How much will I receive in child support?

When the Court determines child support, they utilize the computer program Dissomaster or ExSpouse, generally in California.  There are various systems available online which can assist you in calculating what your child support will be, but you won't really know for sure what the sum will be, because the Judge has discretion on certain factors.  As a general rule, however, there are very few factors which will cause your support to go up and down.  They are:  You and your ex's wages (wages are entered as monthly gross or pre-tax or pre-deduction wages); the timeshare each party has with the child(ren); who claims the child(ren) as deductions for tax purposes; deductible mortgage interest; union dues; health insurance payments; mandatory retirement payments; and new spouse income.  The court may also grant a hardship deduction to a party for any other children which are supported and who are not from the relationship at issue.

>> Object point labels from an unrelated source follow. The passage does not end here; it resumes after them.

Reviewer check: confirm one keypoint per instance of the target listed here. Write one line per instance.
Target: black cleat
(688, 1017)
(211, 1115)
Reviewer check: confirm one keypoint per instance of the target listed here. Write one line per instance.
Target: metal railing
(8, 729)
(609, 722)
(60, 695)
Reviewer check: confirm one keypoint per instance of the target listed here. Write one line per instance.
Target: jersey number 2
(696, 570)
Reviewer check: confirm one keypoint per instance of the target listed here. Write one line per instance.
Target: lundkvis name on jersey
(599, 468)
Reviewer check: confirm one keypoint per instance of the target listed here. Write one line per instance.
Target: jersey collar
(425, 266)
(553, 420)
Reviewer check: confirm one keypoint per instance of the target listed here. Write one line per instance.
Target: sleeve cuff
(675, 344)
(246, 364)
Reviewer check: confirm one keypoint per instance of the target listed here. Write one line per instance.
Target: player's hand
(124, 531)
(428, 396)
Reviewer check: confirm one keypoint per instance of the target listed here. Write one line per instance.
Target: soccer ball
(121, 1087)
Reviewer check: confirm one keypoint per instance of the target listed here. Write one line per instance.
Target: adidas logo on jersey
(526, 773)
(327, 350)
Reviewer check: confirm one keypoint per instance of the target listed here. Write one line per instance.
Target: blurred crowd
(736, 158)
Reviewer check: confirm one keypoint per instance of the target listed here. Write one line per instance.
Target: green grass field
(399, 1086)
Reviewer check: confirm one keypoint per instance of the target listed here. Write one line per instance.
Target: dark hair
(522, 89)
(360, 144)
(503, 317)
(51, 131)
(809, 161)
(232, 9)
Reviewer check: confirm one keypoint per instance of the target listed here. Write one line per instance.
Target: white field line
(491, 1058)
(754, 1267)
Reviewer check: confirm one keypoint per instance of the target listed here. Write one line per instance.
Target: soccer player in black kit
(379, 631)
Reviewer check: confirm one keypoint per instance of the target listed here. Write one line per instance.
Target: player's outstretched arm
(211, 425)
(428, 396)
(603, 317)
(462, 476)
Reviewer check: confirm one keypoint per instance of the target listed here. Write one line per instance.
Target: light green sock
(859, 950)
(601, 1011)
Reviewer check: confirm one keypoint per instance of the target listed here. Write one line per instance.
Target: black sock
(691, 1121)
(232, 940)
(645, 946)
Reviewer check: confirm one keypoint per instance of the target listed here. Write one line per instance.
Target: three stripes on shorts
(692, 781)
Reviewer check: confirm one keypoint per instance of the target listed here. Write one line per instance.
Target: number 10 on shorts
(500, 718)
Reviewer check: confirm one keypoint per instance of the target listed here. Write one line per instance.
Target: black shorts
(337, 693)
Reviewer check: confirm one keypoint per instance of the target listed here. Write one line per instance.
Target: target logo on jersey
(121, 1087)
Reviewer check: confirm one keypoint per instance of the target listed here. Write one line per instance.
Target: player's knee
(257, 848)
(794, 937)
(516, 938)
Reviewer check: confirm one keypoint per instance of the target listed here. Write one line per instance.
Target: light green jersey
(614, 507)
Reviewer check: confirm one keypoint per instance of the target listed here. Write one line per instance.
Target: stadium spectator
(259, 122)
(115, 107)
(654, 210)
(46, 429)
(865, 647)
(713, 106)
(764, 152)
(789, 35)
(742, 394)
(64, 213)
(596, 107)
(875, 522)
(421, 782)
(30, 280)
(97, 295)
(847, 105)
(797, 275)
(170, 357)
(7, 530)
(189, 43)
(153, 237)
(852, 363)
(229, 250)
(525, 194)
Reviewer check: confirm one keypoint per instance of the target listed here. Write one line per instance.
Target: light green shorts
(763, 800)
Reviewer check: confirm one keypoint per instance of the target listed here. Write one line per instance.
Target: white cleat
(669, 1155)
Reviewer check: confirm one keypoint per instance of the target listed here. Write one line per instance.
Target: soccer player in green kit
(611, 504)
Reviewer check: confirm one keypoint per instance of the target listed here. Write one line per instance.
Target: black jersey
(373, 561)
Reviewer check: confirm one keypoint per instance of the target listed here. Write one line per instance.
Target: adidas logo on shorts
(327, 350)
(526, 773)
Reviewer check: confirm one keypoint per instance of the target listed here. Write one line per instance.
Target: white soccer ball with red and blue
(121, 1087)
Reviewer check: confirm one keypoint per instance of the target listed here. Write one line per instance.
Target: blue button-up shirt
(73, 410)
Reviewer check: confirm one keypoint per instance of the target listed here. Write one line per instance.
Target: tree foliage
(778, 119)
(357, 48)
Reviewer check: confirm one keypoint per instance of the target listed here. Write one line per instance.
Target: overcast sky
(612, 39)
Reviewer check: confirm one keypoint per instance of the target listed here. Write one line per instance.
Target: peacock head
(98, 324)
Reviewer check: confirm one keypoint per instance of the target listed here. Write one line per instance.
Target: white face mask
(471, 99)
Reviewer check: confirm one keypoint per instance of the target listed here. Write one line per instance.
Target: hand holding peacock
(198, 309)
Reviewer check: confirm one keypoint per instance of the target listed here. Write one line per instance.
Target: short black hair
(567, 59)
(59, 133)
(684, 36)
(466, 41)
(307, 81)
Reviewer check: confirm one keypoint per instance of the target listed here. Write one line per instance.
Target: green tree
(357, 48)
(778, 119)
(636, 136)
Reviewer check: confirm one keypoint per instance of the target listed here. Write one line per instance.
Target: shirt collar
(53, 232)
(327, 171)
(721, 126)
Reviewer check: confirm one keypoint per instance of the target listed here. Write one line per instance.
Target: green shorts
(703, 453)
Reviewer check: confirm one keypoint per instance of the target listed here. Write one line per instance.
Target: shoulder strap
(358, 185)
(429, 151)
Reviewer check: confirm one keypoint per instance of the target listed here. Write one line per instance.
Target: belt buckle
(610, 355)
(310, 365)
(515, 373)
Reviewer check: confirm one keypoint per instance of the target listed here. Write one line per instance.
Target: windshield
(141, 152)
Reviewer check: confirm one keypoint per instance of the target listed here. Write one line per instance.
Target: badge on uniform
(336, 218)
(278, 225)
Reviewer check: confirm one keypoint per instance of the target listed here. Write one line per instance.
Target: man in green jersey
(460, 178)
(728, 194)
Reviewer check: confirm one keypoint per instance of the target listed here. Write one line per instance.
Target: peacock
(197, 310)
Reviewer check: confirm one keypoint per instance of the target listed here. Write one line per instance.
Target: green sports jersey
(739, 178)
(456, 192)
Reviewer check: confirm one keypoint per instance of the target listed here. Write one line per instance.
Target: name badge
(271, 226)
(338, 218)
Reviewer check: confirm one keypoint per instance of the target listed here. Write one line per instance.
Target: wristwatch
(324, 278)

Many parties are confused about the new spouse income and believe that any monies their new spouse earns will be counted as part of their income.  This is not the case in California.  Caselaw has established that counting the new spouse income as part of that parties income and therefore raising (or lowering) that parties spousal support to their detriment, was having the effect of discouraging marriage in California, so the law was changed.  Courts no longer count new spouse income as part of your income, now it is only used to determine your tax filing bracket, if you are filing taxes with your new spouse.  The effect, generally is, that the more your new spouse earns, the less you have to pay (or the more you will recieve) in child support, because it pushes you into a higher tax bracket (if you file taxes with your new spouse), and thus you have less disposable income to pay for your children's needs because you pay more in taxes.  The theory behind this appropriate change in the law is that it is not your new spouse's financial responsibility to support the children you have with a former partner.